As he uttered a violent expression of dissent, she went on: "It's quite true, Oliver, and what is more, of the two she likes Godfrey the best. Why shouldn't she? She thinks I've behaved very unkindly to Godfrey. The only excuse she can make for me—she told me so once, long ago—is that I'm inhuman. I suppose in a way I am inhuman?" She looked at him plaintively, a strange, piteous expression in her beautiful, shadowed eyes.

And Oliver Tropenell caught his breath. God—how he loved her! Her inhumanity—to use that cruelly misleading term which she had just used herself—only made his passion burn with a purer, whiter flame. The one thing in the world that mattered to him now was this woman's deliverance from the awful death-in-life to which her sensitive conscience, and her moving love for her child, alone condemned her. Yes, Laura's deliverance was the only thing worth compassing—and that even if the deliverer were wrecked, soul as well as body, body as well as soul, in the process.

They began walking again, slowly, slowly, once more enwrapped in a silence which said so much more than words could have said, even to Laura's still numb, unawakened heart.

It was she who at last broke the kind of spell which lay on them both. They had come almost to the end of the broad path. Opposite to where they were standing, on the other side of the road, was a huge white and green building, handsome and showy, looking strangely un-English and out of place in the famous old London way.

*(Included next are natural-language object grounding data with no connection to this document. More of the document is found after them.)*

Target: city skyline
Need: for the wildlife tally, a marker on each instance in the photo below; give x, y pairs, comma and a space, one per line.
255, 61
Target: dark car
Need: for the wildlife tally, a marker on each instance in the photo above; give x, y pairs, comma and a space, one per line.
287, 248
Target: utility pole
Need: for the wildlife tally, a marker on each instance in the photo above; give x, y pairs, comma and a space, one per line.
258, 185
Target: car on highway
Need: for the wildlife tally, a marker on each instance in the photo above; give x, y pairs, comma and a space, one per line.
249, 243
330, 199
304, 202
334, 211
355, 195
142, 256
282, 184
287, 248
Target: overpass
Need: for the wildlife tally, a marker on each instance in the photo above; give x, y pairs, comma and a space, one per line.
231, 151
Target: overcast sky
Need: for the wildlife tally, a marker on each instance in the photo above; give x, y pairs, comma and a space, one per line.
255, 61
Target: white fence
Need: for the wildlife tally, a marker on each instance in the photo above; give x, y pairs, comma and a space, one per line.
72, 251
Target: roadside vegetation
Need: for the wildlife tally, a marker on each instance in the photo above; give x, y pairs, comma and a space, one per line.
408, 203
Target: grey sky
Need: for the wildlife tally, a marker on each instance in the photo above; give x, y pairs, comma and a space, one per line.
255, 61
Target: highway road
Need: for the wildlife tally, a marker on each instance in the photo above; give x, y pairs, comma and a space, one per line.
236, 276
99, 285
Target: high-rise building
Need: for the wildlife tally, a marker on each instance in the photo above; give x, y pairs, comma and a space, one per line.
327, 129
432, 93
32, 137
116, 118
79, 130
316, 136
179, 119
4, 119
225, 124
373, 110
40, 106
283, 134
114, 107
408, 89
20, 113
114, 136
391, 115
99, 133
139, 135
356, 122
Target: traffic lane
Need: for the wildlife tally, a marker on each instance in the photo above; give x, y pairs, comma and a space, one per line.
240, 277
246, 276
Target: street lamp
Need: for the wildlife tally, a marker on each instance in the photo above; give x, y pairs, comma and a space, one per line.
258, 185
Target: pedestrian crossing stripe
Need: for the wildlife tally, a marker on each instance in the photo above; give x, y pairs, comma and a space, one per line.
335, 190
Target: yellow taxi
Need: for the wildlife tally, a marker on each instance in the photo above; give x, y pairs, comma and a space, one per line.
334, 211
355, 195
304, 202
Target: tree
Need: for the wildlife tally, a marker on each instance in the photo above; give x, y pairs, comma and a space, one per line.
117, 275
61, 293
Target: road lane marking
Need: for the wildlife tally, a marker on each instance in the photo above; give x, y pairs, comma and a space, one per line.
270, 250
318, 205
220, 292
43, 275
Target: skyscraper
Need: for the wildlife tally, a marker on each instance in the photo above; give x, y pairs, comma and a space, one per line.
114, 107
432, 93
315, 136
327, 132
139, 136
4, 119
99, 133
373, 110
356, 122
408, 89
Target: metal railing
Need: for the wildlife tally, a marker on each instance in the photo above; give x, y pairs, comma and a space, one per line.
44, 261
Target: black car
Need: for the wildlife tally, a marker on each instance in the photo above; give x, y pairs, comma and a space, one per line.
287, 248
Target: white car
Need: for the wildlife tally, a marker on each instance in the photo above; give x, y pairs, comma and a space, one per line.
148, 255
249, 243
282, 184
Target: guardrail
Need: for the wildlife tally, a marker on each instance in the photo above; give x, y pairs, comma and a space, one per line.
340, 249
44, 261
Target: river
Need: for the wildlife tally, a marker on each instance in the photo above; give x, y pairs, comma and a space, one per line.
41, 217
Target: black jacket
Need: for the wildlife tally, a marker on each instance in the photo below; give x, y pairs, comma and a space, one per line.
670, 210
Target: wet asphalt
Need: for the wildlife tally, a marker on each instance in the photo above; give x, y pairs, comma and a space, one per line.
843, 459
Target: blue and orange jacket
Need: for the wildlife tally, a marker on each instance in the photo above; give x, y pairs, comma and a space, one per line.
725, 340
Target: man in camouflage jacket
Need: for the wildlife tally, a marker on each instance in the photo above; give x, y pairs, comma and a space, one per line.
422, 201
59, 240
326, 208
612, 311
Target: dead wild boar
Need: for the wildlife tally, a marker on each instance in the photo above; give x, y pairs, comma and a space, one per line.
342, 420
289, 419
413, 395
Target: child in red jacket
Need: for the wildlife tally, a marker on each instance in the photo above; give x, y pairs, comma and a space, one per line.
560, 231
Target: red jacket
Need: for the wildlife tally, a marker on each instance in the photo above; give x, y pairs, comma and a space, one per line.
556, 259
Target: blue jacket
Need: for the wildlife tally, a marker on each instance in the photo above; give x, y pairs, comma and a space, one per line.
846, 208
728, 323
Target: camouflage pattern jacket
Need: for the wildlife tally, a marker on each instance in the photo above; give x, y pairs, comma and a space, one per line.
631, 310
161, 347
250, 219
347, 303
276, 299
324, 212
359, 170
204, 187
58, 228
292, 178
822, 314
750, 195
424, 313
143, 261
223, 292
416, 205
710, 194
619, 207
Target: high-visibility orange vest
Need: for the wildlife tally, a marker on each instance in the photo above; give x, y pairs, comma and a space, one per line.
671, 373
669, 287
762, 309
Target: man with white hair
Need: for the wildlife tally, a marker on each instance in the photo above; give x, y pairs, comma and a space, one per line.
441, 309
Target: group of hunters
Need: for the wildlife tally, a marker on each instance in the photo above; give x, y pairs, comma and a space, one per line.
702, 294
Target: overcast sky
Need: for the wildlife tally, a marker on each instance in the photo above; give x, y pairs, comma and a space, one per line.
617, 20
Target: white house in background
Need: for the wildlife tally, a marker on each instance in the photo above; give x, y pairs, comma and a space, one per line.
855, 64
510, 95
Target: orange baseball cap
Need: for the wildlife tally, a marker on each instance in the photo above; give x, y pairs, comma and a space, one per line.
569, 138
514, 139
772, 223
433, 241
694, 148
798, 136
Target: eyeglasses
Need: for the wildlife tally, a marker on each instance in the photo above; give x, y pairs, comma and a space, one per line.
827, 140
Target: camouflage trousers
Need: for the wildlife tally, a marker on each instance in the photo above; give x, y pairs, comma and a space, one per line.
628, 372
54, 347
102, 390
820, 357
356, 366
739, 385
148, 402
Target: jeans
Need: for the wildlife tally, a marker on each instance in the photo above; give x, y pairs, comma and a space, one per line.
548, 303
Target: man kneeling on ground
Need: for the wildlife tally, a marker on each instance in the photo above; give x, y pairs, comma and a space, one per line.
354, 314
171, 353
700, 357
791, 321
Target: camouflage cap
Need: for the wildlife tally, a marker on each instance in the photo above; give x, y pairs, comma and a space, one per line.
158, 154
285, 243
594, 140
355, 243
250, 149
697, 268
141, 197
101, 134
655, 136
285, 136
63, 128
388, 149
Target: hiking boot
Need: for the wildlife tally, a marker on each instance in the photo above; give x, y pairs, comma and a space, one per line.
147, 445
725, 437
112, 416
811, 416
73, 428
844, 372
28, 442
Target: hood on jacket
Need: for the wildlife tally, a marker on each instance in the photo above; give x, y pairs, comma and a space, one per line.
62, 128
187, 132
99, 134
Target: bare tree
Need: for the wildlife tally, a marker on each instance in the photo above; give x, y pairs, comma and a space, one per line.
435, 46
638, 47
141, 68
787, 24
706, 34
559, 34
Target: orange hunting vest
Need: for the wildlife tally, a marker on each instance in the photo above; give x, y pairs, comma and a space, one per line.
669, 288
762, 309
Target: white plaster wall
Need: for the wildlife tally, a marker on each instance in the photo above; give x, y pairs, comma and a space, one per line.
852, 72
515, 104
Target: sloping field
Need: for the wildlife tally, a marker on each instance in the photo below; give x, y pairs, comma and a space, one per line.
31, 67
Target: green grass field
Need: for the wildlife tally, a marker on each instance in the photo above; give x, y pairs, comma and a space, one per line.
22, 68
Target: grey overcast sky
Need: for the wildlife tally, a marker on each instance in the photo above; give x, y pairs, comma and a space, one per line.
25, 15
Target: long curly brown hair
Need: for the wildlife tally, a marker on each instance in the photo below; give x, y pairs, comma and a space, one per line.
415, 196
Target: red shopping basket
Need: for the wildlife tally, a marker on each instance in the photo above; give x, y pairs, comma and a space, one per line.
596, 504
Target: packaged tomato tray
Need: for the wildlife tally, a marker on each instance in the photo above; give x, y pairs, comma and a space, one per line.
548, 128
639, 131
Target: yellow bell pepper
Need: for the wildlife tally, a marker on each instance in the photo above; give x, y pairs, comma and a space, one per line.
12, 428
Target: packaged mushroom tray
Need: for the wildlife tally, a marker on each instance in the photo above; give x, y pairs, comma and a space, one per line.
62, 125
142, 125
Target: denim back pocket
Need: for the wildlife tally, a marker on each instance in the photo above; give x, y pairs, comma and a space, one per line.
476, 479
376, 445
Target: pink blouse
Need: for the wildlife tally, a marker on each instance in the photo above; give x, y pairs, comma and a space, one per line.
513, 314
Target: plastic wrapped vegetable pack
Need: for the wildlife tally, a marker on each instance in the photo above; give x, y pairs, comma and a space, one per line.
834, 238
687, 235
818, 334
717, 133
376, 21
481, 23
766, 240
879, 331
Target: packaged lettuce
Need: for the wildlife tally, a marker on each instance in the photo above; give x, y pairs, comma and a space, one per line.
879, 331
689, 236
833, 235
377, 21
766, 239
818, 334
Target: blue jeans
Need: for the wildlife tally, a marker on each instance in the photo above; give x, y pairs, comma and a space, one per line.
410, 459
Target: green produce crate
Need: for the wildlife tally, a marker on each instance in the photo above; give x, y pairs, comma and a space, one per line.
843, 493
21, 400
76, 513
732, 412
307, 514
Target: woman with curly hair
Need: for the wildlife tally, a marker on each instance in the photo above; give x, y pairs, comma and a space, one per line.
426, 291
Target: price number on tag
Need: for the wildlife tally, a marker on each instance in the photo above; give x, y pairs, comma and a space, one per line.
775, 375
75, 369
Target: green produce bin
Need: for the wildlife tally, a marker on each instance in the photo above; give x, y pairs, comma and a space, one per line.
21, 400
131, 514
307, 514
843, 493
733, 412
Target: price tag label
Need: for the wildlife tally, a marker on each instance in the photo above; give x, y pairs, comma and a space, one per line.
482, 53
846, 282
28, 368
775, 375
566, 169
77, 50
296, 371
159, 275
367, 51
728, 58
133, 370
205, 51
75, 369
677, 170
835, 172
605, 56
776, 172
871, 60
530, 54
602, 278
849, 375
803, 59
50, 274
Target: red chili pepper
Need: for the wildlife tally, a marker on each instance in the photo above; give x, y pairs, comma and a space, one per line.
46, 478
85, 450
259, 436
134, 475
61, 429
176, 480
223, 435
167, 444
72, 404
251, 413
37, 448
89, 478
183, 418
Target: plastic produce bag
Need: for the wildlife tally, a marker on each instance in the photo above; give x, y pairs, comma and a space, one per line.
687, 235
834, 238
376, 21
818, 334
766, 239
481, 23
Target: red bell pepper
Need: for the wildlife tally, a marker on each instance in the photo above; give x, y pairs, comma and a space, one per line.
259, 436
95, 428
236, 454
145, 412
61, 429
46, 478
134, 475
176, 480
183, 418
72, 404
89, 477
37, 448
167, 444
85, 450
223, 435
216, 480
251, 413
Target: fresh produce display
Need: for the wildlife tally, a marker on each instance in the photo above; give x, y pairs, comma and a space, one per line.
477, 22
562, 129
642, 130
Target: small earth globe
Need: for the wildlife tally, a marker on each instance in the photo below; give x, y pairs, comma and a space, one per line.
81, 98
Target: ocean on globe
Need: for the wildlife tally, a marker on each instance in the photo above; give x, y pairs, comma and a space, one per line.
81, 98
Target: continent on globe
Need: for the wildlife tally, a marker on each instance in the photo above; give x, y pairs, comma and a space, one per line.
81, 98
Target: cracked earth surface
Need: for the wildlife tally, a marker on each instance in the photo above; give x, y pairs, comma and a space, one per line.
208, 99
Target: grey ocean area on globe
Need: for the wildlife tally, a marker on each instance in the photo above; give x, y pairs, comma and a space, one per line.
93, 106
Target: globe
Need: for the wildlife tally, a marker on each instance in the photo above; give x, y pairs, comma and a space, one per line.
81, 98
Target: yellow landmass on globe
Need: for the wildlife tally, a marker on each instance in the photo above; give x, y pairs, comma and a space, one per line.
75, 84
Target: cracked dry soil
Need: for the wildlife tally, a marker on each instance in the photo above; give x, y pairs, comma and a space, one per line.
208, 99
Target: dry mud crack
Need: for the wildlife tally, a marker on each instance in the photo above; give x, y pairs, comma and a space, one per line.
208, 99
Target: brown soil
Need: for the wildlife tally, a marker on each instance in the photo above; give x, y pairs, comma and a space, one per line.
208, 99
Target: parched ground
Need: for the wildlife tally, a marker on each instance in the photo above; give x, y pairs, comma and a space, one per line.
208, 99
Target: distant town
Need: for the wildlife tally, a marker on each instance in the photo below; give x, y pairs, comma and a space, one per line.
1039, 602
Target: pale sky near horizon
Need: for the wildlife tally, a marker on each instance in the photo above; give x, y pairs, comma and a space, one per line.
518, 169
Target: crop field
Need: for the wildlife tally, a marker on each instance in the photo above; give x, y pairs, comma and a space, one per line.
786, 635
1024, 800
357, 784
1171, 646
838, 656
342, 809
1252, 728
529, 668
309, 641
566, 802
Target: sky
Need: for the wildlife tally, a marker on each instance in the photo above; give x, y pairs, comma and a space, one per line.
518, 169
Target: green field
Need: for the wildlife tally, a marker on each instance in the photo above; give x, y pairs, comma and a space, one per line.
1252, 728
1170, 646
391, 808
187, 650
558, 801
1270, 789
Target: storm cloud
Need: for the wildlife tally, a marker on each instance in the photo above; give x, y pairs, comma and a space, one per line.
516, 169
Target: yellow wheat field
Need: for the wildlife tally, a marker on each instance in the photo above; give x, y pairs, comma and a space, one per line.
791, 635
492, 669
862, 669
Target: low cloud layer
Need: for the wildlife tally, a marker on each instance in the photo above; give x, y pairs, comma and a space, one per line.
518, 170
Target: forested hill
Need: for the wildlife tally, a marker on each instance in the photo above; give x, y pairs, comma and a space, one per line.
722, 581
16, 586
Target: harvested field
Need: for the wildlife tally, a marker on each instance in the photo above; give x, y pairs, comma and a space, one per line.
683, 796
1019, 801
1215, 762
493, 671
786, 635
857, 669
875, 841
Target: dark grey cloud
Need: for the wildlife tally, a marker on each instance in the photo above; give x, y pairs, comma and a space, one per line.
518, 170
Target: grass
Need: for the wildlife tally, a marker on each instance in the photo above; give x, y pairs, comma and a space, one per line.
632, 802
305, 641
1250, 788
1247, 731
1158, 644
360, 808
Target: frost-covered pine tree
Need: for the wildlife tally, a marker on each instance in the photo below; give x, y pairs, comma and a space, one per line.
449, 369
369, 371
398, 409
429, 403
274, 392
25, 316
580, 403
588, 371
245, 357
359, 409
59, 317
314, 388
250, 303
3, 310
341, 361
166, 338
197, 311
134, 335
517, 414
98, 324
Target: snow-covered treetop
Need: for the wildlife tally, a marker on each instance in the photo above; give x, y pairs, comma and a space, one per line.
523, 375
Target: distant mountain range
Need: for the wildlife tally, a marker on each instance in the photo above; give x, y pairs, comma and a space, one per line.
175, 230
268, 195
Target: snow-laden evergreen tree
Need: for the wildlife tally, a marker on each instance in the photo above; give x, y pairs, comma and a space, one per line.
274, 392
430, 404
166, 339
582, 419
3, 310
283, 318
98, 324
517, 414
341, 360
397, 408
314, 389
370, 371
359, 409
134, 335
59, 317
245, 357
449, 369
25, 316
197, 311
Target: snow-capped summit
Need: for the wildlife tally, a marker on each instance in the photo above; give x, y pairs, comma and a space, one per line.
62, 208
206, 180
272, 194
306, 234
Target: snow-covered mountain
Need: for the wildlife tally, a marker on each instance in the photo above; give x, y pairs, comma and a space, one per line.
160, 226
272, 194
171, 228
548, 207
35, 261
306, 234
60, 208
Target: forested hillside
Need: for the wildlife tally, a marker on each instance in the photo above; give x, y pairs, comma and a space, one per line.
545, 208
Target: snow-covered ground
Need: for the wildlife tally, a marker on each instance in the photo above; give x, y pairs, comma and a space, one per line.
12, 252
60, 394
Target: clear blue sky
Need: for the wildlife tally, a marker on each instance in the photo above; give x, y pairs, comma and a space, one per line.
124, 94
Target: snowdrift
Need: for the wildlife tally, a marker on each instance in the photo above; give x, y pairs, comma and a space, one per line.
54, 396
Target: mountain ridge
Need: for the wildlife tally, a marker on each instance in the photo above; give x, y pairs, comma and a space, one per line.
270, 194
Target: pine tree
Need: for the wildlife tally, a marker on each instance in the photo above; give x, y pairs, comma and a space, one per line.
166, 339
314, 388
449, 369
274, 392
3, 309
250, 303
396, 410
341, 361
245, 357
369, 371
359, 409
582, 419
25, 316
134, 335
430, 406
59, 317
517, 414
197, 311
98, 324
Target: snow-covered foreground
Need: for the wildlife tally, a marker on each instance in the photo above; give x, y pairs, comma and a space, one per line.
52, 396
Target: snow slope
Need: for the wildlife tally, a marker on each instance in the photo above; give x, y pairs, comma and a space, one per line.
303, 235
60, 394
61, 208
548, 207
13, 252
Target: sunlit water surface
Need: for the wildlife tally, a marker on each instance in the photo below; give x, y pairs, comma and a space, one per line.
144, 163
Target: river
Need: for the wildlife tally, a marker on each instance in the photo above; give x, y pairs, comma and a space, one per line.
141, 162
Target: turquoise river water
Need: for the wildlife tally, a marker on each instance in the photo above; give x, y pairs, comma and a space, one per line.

"They pulled down such a wonderful, delightful house just there," she said regretfully. "I was once taken to it by my father, when I was quite a little girl. It was like going right back a hundred years—not only to another London, but to another England. It's a shame that any one should have been allowed to pull down such a bit of old London as that."

And Oliver agreed, absently.

So, talking of indifferent things, they walked back to the hotel where Mrs. Tropenell was awaiting them, and the three afterwards spent the rest of the day peacefully together. But the next day there began again for them all the same dreary round—that odd, artificial life of "having a good time," as Gillie jovially put it.

Somehow Laura did not mind it so much now as she had done before. Her talk with Oliver had shifted her burden a little, and made her feel as if he and she had gone back to their old, happy, simple friendship. It had also deadened her feeling of acute, unreasoning anger with Godfrey.

At last came the morning when Oliver and Gillie were to go to Paris. And at the last moment, standing on the platform at Charing Cross, there took place a rather pathetic, ridiculous little scene.

Gillie had bought for his sister a beautiful old jewel, and he thrust it—with a merry little word as to this being the first really nice present he had ever given her—into her hand. When she opened the case and saw the emerald and pearl heart, her eyes brimmed over with tears.

Even Gillie was moved. "There, there!" he exclaimed. "Nothing to cry about—'Nuff said,' Laura. Perhaps we'll meet again sooner than you think, my friends the Americans say."

And she tried to smile.

Then Gillie turned to Mrs. Tropenell, speaking with much greater sincerity of feeling than he was wont to do. "I'll never forget your kindness—in the past and in the present—to my sister and to me, Mrs. Tropenell. I'm not such a careless brute as I seem to be—I never forget a kindness—or an injury. Now then, Oliver!"

Laura felt her hand seized, closed on in a vice-like pressure which hurt, then dropped. "Good-bye, Laura," said Oliver in an almost inaudible tone. "Good-bye, till we meet again."